1 tsp. butter
Plain bread crumbs
Fried bread crumbs or slices (optional)
To be worth the trouble of picking [plucking], must be well grown, and well fed.
Clean them well, and pepper and salt them; broil them over a clear, slow fire; turn them often, and put a little butter on them.
Garnish with fried bread-crumbs, or sippets; or, when the pigeons are trussed as for boiling, flat them with a cleaver, taking care not to break the skin of the backs or breasts. Season them with pepper and salt, a little bit of butter, and a tea-spoonful of water, and tie them close at both ends; so that when they are brought to table, they bring their sauce with them. Egg and dredge them well with grated bread (mixed with spice and sweet herbs, if you please); then lay them on the gridiron, and turn them frequently; if your fire is not very clear, lay them on a sheet of paper well buttered, to keep them from getting smoked. They are much better broiled whole.
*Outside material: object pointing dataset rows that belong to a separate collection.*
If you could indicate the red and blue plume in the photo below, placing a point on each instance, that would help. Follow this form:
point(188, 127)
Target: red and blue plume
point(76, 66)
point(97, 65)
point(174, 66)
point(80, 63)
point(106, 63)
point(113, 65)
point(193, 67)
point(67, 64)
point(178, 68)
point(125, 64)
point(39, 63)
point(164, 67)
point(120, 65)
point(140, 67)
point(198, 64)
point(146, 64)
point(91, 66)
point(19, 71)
From The Cook’s Oracle by William Kitchiner, MD, New York, 1829
Comment: Here we see signs that not just cooking but papermaking was a very different thing in the 1800s. To replicate this recipe today would probably involve the use of a charcoal or gas grill, and it would be most unwise to use an average sheet of paper as a cooking surface on one of those devices.
Paper in those days was thick and sturdy indeed, made from rags and other scraps of cloth rather than wood pulp as is almost universal nowadays. Cooking was done in front of an open fire in a hearth or fireplace, so the heat radiated more from the side than from directly underneath. A “clear fire” was the ideal, but the smokiness was largely a factor of the type of wood being used and so could not always be controlled.
Then as now, pigeons used for food were normally raised commercially and not considered wild game except on the farthest reaches of the frontier. Cornish hens might be a more practicable substitute nowadays.